Этим слухам я сперва не поверил. Болтают бабы чего попало, чешут языки от скуки. То одной перемывают косточки с утра до вечера, то другой. Теперь до Полины добрались. Такие они и есть, бабы, их не переделаешь. Да и уши себе не заткнешь. А в уши мне жужжали одно и то же. Кто намеками, а кто и прямо: «Таскается твоя Полина. Дело у них уже далеко зашло. А ты — как зашоренный, ничего не видишь».
Я, конечно, все видел, не слепой ведь был. Полина стала задерживаться на работе, чего не было раньше. Раз. другой, третий явилась под хмельком. Я опять попробовал поговорить с ней, чтобы объяснение се услыхать и как-то ее образумить, удержать от полного позора. Она стала от всего отказываться. Осердилась на меня, давай кричать: «Больше верь бабьим сплетням. Уши развесил! Ему наговаривают, а он слушает. Им самим, тем бабам, охота с агрономом покрутить, вот они и лепят к нему кого попало. Всех по очереди. А ты им верь, сучкам!»
«Ладно, Полина. — сказал я спокойно. — Больше про это не будем. Я тебе всегда верил и теперь верю. Но если обманешь, дорогая моя жена... Смотри. В грех не вводи. Обмана я не стерплю».
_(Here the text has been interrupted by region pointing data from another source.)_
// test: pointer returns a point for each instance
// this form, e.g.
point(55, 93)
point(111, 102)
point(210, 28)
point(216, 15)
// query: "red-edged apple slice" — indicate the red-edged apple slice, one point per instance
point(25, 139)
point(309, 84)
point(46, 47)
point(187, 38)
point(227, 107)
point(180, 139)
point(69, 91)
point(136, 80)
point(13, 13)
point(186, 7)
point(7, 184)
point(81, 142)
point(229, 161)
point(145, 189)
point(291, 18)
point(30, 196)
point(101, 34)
Встретил как-то и агронома около склада. Предупредил: «Вот что, красавчик. Если из-за тебя еще будут ходить разные сплетни про мою жену, я тебе рыжие усики живо обрею. Паяльником. Понял?.. И не только усики. Заруби себе на носу».
На какое-то время суды-пересуды поутихли. И Полина не то что лучше стала, а просто, как я понял, затаилась, осторожничать научилась. Тут еще ты на летние каникулы приехал. Ей перед тобой, конечно, совестно было, и она спешила домой после работы, старалась тебе всем угодить. Мать есть мать, что ни говори. А как ты уехал в конце августа — опять все у них заплелось, покатилось по старой дорожке. И чувствовал я — что-то недоброе надвигается, скоро должен быть этому какой-то конец. Работы в те дни было невпроворот. Конец лета — начало осени. Самая пора сбора яблок, персиков, груш, поздних слив, я уже не говорю про виноград, он тогда уродился — на загляденье. Как-то задержался я в саду дотемна. С последней машиной доехал до склада. На территории уже не было ни грузчиков, ни весовщиков. Но в главном складе горел свет. Я пошел туда. И в дальнем углу, за штабелями ящиков, застал небольшую теплую компанию. Две бабенки, одна из них — весовщица, другая — моя Полина. И два мужика — завскладом и усатый красавец, как ты понял — наш удалый агроном. Перед ними, на опрокинутых ящиках и на низких больших весах, была разложена закуска, стояли бутылки с вином н водкой, граненые стаканы. Полина как увидела меня — вскочила, сразу покраснела вся, растерялась.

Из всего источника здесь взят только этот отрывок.